Be prepared! Be prepared? (take 2)
Perhaps, the most difficult thing you might find, it is to commit to a deadline, after which you have to be ready. But, here the challenging bit, even if you feel still unprepared (and some people may never be able to shred off that feeling) or if you are actually unprepared because you miscalculated something, you have anyway to commit to the next difficult bit, be mentally and physically prepared, something you might be completing neglecting. Deadlines are deadlines and the starting time of your talk is unmovable. Therefore, start to mature a process and to understand how long you need to be ready before a talk. Some people is a natural and need no or little preparation. Other people need time: never underestimate how long time you need. Most of my following comments are about this stage of preparation. The bottom line, when the deadline strikes, be sure you are ready and if you are not, do not allow doubts to undermine the next phase of preparation.
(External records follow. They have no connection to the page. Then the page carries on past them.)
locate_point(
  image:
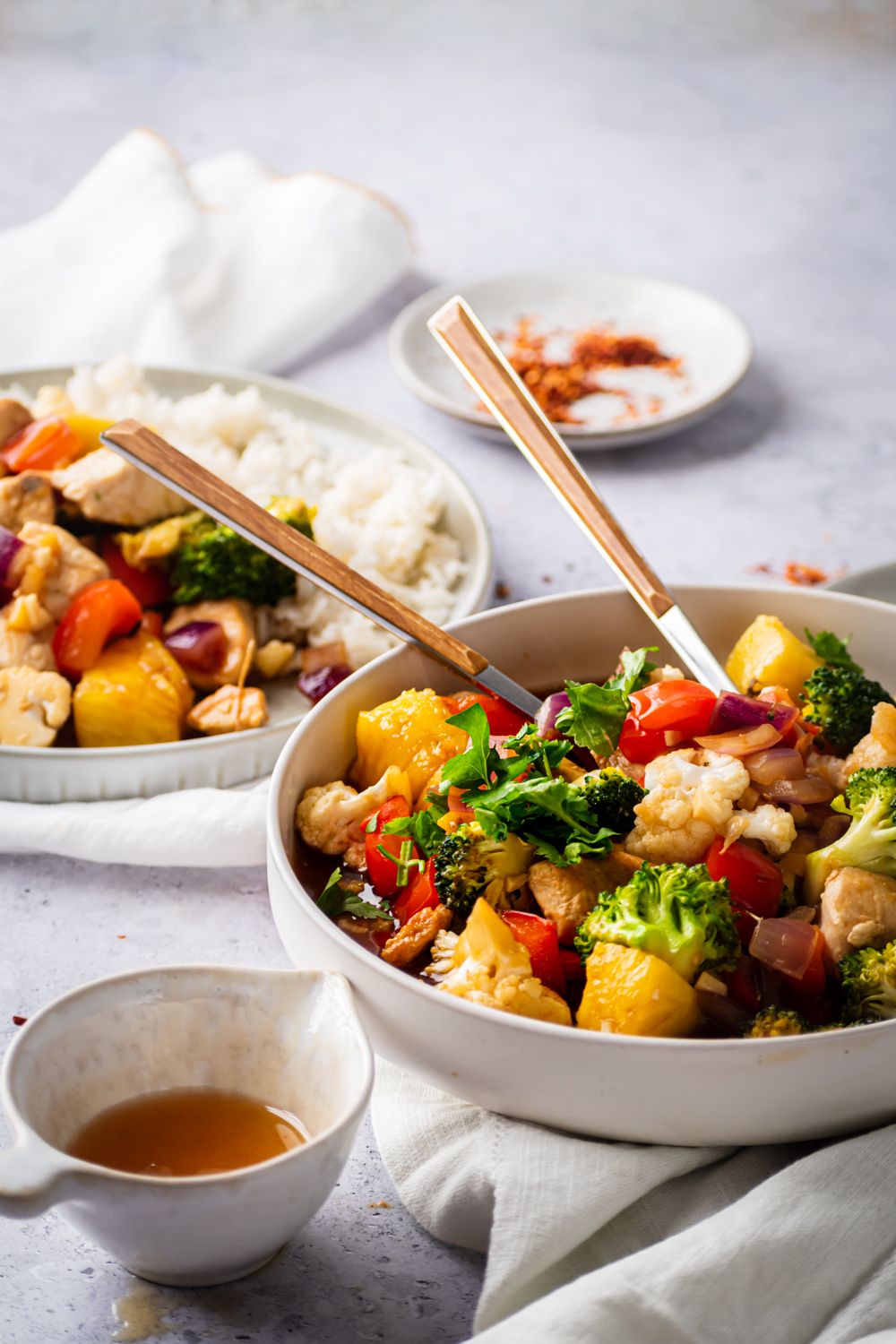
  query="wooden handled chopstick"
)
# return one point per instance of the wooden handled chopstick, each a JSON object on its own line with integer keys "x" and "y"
{"x": 462, "y": 335}
{"x": 209, "y": 492}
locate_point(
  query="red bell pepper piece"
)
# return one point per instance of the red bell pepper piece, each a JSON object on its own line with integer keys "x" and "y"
{"x": 94, "y": 616}
{"x": 42, "y": 446}
{"x": 538, "y": 937}
{"x": 150, "y": 586}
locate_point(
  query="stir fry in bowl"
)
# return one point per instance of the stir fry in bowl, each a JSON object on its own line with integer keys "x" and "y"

Commit physically: water and energy
During a stressful moment, your physiology will be heavily altered and you might lose control. So, think how not to. Personally, before a talk I try to drink lots of water to ensure I will be properly hydrated, and I also make sure I have water available during the talk. Once I didn’t, and I was not well. I coughed though all my talk and it was not a very ideal situation. Also, be sure you have energy, so a bar of chocolate or a juice, can help. Ah… ok, is this obvious?… pay attention – water in > water out. As basic as it seems, be sure you went to the toilet at the latest opportunity before the event. You do not want to be dehydrated, but even not to be distracted by your bladder while on stage.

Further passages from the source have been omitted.